Decision: Judgment Reversed, complaint dismissed, with costs in all courts.
Majority Opinion: Delivered by Justice Cardozo, with which Pound, Lehman, and Kellogg, JJ concur. Cardozo takes a narrow view of duty and limits it to plaintiffs in the foreseeable zone of danger. Cardozo in his opinion states, “The conduct of the defendant’s guard, if a wrong in its relation to the holder of the package, was not a wrong in its relation to the plaintiff, standing far away. Relatively to her it was not negligence at all.”
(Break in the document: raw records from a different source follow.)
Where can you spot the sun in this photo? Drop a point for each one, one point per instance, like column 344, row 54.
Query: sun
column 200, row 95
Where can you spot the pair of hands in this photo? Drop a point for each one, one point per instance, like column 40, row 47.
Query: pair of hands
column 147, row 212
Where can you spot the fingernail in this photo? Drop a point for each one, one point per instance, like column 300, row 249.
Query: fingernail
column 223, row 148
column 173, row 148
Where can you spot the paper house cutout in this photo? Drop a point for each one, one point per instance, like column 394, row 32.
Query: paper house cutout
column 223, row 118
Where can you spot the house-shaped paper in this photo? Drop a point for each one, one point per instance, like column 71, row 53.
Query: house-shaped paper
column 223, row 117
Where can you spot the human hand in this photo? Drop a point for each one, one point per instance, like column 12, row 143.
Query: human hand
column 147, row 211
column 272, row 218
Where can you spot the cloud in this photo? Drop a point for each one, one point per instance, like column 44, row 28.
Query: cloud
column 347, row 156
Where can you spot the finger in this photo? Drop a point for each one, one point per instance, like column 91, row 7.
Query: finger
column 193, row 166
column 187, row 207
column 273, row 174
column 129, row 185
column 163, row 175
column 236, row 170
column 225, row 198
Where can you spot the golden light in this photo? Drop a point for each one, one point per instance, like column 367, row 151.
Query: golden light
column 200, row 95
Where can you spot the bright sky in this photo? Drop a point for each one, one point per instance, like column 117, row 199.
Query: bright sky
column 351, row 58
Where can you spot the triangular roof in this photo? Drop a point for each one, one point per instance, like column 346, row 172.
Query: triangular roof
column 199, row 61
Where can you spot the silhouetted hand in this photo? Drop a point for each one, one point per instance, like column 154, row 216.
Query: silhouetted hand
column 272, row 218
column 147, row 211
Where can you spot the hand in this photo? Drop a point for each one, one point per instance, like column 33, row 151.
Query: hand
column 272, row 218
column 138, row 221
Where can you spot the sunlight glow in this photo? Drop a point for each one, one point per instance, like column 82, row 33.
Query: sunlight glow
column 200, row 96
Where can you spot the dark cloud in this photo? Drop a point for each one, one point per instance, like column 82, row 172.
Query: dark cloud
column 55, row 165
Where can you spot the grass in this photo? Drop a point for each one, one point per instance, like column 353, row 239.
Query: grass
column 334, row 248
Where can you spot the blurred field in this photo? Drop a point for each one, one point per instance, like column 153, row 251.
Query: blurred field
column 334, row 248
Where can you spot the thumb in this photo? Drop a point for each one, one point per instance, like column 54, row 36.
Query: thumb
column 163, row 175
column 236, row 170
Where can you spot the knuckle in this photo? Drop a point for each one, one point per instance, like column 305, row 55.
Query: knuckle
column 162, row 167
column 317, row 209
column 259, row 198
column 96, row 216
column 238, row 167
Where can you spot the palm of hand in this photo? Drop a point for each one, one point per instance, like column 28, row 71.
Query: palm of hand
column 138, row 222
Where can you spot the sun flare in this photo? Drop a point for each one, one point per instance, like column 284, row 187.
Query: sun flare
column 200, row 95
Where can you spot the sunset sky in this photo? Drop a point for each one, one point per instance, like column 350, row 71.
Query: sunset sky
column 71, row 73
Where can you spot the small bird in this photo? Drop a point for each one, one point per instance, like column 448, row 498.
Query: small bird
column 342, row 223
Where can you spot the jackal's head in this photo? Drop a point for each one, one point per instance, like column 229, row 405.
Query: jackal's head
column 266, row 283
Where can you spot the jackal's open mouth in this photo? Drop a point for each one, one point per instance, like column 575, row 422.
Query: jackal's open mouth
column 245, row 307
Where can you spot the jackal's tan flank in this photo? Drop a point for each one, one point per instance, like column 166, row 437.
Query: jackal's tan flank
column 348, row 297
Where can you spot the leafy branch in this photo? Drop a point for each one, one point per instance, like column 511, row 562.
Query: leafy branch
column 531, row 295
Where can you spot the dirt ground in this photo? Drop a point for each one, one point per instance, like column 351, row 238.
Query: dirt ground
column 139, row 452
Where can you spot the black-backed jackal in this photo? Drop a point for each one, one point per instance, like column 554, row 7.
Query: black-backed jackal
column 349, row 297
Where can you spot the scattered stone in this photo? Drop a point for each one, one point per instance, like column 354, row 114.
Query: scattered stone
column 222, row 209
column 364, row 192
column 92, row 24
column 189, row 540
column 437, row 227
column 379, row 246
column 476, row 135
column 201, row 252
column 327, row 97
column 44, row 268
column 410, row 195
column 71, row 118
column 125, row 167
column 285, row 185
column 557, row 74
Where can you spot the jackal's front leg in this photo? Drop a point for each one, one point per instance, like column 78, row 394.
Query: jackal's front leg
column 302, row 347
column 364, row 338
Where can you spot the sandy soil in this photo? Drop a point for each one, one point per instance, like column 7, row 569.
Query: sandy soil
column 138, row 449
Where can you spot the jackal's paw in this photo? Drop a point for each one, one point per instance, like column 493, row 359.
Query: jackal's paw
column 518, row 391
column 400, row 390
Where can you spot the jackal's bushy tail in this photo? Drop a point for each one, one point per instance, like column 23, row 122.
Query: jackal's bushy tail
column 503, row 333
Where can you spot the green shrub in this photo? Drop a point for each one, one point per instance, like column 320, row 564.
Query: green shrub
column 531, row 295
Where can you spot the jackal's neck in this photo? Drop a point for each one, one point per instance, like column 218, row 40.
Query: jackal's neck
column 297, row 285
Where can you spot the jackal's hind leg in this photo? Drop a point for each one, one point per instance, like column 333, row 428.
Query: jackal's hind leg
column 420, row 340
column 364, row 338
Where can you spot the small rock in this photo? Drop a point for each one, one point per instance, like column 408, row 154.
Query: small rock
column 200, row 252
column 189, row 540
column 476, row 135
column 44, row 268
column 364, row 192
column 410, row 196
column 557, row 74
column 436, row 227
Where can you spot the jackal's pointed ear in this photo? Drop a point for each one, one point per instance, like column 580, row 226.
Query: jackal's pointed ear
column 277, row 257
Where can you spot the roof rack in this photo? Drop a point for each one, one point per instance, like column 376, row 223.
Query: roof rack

Dissenting Opinion: Delivered by Justice Andrews, with which Crane and O’Brien, JJ concur. In this dissent the famous “Andrews view of Duty” is given its inception. In addressing the issues of duty, proximate cause and negligence, Justice Andrews took a broader view that a duty to care must be extended to anybody who is injured because of a series of events set in motion by an act deemed to be the proximate cause of the injury. Andrews states, “We deal in terms of proximate cause, not of negligence.” He goes on to say, “Due care is a duty imposed on each one of us to protect society from unnecessary danger, not to protect A, B, or C alone.” The Andrews view of duty is encapsulated I his own words, “Not only is he wronged to whom harm might reasonably be expected to result, but he also who is in fact injured, even if he be outside what would generally be thought the danger zone.”